En el sector Palmas de Ocoa del Parque Nacional La Campana, en Hijuelas, funcionarios de la Corporación Nacional Forestal (Conaf) y el Servicio Agrícola y Ganadero (SAG) reubicaron a una zorro chilla (Lycalopex griseus) atropellado en la Ruta F-30, en Puchuncaví.

Debido a que se encontraba con una pata quebrada, el mamífero recibió tratamiento médico veterinario en el Centro de Rescate y Rehabilitación de Fauna Silvestre de la Fundación Ñamku, en Concón, durante tres meses, antes de ser liberado en el entorno protegido.

“Gracias a la labor mancomunada de tres instituciones, este ejemplar, hembra, pudo reintegrarse con éxito a su ambiente natural, donde cuenta con las condiciones de hábitat y alimentación necesarias para subsistir”, explicó el jefe regional (s) del Departamento de Áreas Silvestres Protegidas de la corporación y administrador del Parque Nacional La Campana, Félix Forno.
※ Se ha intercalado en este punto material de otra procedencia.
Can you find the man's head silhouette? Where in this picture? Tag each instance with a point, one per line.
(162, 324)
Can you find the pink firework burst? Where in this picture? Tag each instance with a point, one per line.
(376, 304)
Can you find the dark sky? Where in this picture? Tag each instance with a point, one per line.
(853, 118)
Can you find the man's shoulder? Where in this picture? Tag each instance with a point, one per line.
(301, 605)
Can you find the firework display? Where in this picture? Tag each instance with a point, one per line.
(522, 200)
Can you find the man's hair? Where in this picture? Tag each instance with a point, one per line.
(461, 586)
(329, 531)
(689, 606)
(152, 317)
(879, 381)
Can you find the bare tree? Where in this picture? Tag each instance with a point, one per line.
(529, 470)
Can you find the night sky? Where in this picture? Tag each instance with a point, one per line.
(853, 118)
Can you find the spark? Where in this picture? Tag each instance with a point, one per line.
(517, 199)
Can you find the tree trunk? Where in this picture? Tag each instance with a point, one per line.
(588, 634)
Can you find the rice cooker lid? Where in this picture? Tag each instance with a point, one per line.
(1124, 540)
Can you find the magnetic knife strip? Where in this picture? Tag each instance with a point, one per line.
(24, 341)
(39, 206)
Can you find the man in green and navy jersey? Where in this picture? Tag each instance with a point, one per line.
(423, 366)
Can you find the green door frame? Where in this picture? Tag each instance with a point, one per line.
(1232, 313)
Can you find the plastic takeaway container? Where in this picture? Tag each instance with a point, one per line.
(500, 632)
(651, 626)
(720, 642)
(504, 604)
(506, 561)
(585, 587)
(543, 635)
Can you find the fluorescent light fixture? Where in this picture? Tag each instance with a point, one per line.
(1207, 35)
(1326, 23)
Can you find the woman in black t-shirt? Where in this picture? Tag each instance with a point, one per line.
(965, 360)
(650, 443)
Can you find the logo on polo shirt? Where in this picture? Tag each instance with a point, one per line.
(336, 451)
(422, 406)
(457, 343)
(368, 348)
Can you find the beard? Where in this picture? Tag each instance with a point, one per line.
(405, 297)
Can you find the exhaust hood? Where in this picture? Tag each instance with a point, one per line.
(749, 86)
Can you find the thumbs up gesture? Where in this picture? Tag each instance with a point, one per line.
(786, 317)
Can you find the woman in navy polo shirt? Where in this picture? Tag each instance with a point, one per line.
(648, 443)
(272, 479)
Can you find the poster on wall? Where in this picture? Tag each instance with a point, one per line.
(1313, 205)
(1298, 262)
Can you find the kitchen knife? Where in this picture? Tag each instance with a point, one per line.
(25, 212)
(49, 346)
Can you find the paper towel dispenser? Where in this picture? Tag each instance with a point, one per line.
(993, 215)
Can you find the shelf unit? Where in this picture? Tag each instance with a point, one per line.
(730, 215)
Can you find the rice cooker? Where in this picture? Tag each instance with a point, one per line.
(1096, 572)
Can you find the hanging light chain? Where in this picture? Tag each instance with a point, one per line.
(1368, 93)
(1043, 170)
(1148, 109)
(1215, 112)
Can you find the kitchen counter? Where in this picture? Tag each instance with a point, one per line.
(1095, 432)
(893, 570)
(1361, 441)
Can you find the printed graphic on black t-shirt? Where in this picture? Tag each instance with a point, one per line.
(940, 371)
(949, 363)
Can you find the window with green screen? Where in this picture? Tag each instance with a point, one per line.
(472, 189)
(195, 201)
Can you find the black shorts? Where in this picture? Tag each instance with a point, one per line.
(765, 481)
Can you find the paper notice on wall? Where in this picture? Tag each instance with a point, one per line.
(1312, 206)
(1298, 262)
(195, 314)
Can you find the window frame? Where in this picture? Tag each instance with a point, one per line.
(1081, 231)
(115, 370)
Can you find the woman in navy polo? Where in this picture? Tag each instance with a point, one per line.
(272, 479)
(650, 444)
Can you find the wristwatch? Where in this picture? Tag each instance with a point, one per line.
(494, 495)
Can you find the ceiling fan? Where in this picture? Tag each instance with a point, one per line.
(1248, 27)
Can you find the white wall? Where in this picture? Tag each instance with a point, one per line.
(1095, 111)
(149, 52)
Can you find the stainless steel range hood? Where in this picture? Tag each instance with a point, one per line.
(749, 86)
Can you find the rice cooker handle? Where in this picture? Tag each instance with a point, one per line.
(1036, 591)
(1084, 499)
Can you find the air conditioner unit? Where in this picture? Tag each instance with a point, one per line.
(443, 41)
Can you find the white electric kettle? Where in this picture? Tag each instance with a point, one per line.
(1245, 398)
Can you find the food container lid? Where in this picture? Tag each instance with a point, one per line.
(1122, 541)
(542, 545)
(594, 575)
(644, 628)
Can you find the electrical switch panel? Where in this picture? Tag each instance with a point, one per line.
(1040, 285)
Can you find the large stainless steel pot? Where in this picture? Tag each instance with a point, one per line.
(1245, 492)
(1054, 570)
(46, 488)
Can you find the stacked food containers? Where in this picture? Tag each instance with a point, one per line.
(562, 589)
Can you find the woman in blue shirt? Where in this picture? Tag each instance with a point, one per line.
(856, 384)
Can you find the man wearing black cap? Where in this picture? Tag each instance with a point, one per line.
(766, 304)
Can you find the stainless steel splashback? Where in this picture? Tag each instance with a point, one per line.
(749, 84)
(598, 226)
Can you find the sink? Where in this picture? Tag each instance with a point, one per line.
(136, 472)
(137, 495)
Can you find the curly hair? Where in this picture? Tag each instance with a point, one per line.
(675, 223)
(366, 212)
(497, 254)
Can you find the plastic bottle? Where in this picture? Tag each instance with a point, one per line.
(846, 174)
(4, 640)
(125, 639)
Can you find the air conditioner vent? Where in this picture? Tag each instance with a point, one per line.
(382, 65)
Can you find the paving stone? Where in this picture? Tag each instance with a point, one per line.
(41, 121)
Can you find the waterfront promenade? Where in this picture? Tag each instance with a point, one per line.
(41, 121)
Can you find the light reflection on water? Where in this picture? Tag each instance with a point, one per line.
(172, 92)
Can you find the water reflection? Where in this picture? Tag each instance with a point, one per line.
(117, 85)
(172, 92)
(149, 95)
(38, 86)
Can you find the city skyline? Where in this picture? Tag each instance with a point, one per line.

Agregó que “el llamado a la comunidad es a conducir con cautela, especialmente en carreteras cercanas a las áreas silvestres protegidas del Estado, para evitar nuevos accidentes. También a dar aviso oportuno al SAG, si observan la presencia de animales nativos en zonas urbanas”.

Hábitat

Por su parte, el guardaparques y jefe de sector en Palmas de Ocoa, Iván Wagman, resaltó que en el parque nacional, el zorro chilla “encuentra su hábitat ideal de bosques, matorrales y explanadas, así como una alimentación idónea y consistente en roedores, frutos de peumo y litre, conejos, aves, reptiles e insectos, además de carroñas que pueda detectar”.

En la misma línea, recalcó que el pulmón verde “es un lugar adecuado para las reinserciones que realiza el SAG de aquellos individuos que han sido atendidos en centros de rehabilitación de la vida silvestre”.  

En tanto, la jefa de la Sección de Conservación de la Diversidad Biológica de Conaf Valparaíso, Javiera Meza, manifestó que “el zorro chilla es uno de los tres zorros que residen en el país. Tiene una amplia distribución, tanto en Chile como en Argentina y el sur de Perú. Habita, desde el nivel del mar, hasta los tres mil metros de altitud, y prefiere los sectores de matorral, de estepa, costeros y de desierto”.

“En cuanto a su organización social, podemos señalar que permanecen en parejas monógamas, que se reproducen una vez al año y presentan camadas de dos a tres cachorros, que luego son alimentados por ambos padres”, complementó.